I have found that once families start to accept that their loved one has changed and will continual to do so they can cope better. As always I will fly the flag for the great support charities who have amazing literature and advice available…as with most things in life knowledge is power and learning ways to defuse situations will help ease many a challenging situation.

If you know of any families that are coping with this sad situation offer the hand of friendship. Try to support the main carer by giving them an opportunity to have time to themselves – remember caring is a 24/7 role and exhausting physically and emotionally.

Sara Payne

I watched last night’s ITV’s showing of ‘The Untold Story’ – Sarah Payne’s emotive account of the tragic disappearance and loss of her daughter. This amazing woman channelled her personal grief into something positive to benefit all our children in creating ‘Sarah’s Law’.
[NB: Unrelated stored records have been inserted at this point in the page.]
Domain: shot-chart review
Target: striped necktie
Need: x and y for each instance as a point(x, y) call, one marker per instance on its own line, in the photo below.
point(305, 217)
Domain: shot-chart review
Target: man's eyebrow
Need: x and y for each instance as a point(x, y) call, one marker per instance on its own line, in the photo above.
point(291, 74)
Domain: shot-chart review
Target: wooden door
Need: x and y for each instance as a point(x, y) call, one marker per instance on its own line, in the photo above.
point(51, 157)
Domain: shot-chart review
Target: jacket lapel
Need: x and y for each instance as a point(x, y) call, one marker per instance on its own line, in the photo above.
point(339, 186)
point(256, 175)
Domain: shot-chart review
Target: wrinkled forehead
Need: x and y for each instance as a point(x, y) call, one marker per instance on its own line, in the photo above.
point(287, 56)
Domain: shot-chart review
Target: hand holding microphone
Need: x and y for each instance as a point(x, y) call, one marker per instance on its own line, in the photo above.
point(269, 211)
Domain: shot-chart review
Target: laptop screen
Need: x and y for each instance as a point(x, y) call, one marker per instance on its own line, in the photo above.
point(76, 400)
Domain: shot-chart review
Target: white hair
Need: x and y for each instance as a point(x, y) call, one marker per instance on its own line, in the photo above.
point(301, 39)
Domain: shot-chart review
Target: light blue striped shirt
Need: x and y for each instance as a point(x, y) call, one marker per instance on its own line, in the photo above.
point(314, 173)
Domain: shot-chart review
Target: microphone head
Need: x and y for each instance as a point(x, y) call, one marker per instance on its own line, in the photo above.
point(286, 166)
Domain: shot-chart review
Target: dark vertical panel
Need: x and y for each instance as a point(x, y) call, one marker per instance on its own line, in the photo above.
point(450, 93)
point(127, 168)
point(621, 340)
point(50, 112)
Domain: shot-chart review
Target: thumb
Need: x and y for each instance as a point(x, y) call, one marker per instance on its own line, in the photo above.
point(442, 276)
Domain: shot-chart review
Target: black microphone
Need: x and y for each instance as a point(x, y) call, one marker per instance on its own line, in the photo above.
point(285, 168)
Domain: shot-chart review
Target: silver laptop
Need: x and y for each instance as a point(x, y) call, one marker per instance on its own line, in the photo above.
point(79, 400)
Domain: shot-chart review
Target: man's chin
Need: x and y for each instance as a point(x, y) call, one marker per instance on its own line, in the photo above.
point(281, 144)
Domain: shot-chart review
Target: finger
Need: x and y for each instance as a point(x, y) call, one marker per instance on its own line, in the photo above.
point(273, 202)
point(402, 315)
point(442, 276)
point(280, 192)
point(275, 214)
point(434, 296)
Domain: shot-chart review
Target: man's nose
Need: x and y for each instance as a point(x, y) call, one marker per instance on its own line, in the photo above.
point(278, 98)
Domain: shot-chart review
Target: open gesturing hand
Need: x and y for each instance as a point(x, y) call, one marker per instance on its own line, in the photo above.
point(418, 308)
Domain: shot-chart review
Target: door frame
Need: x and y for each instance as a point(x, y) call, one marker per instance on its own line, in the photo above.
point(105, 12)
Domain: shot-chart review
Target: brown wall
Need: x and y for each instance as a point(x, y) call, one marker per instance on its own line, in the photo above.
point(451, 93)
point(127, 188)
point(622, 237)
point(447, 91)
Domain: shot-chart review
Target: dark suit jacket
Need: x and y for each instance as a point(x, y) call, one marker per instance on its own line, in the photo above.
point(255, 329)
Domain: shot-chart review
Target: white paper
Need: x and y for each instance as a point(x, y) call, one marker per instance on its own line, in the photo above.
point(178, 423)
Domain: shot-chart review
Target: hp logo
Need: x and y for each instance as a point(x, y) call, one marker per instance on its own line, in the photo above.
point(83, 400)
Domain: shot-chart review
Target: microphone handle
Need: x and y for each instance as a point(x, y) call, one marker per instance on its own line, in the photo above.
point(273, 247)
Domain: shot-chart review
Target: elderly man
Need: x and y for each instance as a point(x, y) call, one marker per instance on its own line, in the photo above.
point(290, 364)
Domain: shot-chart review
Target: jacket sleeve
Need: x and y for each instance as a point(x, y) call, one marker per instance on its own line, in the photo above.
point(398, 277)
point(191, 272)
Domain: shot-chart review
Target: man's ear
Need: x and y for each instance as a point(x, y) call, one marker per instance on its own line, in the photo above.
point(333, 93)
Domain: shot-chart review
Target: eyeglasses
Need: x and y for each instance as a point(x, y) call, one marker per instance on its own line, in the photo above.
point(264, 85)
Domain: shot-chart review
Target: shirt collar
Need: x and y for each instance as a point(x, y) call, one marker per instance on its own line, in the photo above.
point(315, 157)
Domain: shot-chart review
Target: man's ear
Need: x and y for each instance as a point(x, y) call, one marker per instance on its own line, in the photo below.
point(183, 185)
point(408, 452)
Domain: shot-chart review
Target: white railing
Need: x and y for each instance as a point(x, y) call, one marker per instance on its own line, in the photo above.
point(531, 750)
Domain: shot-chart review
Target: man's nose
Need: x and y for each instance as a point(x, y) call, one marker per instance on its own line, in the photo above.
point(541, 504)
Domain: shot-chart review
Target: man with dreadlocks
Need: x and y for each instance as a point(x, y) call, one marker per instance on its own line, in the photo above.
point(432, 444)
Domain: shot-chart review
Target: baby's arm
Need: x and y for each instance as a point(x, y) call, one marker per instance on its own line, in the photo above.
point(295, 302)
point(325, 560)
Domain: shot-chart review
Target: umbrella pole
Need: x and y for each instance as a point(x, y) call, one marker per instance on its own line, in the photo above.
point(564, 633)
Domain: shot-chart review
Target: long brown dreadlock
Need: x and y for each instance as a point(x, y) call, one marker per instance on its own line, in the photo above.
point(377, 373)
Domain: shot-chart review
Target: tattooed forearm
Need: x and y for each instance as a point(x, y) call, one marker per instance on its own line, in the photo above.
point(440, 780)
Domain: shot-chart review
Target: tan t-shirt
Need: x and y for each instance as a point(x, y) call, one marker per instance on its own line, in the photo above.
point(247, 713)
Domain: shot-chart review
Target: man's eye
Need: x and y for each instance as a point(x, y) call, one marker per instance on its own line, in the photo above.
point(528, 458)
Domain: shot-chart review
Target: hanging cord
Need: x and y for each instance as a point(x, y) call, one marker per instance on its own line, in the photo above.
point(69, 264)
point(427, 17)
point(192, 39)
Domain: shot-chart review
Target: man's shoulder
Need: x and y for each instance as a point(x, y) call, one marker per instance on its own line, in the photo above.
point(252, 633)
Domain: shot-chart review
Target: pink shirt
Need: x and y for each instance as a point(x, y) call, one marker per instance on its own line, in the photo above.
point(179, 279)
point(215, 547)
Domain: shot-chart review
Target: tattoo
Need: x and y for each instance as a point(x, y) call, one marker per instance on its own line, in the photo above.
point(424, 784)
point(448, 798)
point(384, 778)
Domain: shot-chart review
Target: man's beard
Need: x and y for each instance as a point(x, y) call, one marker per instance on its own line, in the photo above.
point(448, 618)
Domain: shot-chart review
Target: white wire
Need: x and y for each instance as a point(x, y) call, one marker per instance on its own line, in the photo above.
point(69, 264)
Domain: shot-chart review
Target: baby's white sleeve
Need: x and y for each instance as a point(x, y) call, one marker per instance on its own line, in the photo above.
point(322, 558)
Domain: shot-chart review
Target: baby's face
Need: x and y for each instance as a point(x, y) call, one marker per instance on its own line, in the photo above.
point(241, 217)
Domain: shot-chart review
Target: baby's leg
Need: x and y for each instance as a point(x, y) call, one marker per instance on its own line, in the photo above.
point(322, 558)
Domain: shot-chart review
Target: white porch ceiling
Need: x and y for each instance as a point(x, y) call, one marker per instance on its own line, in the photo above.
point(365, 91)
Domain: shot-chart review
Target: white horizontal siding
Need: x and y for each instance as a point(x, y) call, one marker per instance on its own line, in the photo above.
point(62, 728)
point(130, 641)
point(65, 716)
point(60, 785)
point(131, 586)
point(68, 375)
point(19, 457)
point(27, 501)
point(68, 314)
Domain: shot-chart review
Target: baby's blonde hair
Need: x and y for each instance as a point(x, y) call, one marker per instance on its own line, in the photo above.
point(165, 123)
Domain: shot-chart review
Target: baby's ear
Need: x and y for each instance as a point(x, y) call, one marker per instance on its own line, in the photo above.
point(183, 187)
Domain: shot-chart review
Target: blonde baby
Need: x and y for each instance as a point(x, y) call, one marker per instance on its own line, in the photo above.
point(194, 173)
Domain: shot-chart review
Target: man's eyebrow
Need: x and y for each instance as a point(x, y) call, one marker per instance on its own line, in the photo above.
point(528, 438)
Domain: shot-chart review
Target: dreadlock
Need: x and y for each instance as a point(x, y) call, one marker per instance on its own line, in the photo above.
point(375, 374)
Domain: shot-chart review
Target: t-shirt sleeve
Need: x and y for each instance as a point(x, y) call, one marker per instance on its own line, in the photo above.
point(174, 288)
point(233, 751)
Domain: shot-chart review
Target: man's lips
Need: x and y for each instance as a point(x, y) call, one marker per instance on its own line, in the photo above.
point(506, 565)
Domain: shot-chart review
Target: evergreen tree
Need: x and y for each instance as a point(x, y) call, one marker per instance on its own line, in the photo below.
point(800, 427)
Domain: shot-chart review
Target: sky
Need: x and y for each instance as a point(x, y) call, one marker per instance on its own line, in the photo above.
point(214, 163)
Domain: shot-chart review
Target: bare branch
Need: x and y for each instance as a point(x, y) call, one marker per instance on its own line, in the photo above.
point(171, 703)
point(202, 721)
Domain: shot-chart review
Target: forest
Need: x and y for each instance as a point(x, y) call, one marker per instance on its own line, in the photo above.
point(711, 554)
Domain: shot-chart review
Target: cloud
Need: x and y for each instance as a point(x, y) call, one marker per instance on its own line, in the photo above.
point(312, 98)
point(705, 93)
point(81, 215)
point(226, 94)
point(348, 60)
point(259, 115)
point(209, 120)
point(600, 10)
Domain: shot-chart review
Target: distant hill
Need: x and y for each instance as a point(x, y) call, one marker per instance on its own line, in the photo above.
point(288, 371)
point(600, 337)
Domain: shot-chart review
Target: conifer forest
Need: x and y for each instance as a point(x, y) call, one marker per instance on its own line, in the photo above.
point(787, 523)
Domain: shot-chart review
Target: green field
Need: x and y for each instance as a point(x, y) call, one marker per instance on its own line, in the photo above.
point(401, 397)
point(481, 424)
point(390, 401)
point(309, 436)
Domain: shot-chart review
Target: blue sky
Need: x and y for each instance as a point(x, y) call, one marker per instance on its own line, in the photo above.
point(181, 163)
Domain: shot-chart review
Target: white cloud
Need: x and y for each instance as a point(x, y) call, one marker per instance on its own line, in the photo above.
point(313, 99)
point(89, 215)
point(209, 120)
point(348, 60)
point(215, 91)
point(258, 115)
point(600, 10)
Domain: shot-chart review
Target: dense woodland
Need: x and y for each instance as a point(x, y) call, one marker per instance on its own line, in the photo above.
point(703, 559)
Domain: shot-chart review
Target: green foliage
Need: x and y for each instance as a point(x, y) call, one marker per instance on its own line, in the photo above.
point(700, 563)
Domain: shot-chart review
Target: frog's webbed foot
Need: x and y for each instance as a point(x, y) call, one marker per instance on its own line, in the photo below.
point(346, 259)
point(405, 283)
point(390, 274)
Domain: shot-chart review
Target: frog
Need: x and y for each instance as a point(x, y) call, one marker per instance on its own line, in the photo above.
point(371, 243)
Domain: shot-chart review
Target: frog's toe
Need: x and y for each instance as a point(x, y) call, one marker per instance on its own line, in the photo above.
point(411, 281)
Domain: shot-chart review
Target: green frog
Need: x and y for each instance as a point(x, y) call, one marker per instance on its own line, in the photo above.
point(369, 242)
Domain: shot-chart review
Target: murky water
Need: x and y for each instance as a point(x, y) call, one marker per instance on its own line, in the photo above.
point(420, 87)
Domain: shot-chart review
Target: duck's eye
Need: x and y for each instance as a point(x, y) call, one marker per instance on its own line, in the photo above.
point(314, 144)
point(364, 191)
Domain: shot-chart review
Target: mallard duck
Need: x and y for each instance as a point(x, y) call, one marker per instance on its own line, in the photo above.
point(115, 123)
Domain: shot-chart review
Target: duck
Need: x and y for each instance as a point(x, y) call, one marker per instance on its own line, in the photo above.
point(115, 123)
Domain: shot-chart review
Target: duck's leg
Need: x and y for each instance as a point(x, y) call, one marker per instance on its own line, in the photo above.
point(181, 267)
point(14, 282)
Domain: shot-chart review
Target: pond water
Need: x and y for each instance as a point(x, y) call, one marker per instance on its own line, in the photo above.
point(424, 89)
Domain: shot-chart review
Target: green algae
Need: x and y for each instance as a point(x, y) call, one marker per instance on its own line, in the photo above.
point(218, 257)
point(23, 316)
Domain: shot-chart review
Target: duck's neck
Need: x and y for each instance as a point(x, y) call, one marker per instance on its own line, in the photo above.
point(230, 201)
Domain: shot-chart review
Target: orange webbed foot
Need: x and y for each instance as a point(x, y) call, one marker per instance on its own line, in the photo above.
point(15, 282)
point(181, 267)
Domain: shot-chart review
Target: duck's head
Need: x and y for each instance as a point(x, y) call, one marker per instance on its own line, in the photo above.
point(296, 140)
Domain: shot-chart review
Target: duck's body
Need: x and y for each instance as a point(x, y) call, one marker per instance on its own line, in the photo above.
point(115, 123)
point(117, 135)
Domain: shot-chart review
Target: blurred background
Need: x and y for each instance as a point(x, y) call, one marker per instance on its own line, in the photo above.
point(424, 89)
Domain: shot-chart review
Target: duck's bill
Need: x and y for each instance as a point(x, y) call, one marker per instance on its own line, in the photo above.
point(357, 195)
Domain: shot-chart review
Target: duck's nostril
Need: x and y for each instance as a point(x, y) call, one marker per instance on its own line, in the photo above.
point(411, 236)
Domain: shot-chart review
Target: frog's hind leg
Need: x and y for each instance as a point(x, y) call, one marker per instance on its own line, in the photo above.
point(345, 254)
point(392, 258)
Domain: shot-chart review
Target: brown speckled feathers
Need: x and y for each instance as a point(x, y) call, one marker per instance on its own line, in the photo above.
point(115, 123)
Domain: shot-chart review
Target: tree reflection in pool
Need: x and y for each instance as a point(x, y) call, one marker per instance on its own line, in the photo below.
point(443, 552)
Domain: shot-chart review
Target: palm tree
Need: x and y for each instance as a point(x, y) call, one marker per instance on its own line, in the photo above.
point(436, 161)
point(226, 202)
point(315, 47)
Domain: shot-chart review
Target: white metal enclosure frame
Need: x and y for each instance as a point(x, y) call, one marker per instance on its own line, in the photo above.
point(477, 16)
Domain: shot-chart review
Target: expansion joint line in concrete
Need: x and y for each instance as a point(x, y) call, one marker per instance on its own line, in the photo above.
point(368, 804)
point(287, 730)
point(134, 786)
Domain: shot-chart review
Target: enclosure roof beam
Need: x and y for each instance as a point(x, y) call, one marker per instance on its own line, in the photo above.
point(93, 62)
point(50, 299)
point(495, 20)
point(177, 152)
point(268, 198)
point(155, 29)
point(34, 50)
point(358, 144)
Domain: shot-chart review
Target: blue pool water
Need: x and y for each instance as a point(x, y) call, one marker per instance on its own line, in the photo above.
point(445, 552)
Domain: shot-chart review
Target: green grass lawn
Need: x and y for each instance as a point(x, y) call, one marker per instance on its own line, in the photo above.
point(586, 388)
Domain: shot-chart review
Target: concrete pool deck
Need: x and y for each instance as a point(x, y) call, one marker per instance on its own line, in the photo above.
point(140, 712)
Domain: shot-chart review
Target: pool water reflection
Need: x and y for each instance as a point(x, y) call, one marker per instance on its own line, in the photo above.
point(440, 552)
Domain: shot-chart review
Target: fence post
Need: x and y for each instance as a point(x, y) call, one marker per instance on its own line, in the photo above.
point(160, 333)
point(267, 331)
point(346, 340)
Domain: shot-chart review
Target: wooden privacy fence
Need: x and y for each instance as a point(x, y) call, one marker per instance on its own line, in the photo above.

Some years back I had the opportunity to meet this formidable woman at a Stroke Association function where she was a truly inspirational speaker. Aside of the great things she has achieved she is a lovely woman and oh so humble.

As the summer holidays approach I always remind those with children to keep an eye on them as sadly those that wish our children harm are opportunists. We have to give our children freedom to some extent to allow them to be confident and grow but caution and concern remain with us on a day to day basis…even when they are grown up.


Those musical emotional triggers

We all know the value of musical therapy and how it can help to lift spirits in particular in the case of people meeting the challenge of having dementia. As with all senses a song or piece of music can trigger memories and remind us of  particular events in our life.

This is indeed true for me whenever I hear Doris Day’s songs and as  people around the world celebrate her great talent songs like ‘move over darling’ and ‘secret love’ will hold fond memories for many.

Of course she came from an era where not only were actresses expected to act they had to dance and sing and of course she could do all three. Our family favourite film is of course ‘Calamity Jane’   ..just blown in from the windy city!!

The films of that era were of course to inspire the feel good factor after the second world war, the rom coms of the day where the ending was always happy. I’m off to find my box set and have a sing along in memory of that fabulous blond girl next door!

The gardening bug

Any plant that comes into the house stands a good chance of being murdered but last year I started working on a wild small piece of land ‘the island’  as I call it. Slowly but surely it’s improved, with a few donated plants from a green fingered friend, a few bags of stones and pebbles it’s starting to take shape. With friends who know the difference between a weed and a plant I’ve tidied up the results of all the recent rain. But as I was told yesterday  ‘a weed is indeed a flower but in the wrong place!’

Yesterday a kind neighbour and I got to improving my sad attempt of a hedge hog retreat. Inspired by Brian May’s ‘Amazing Grace’ home for hedgehogs I hope other people will also try to help our cute spiky pals by providing a safe haven.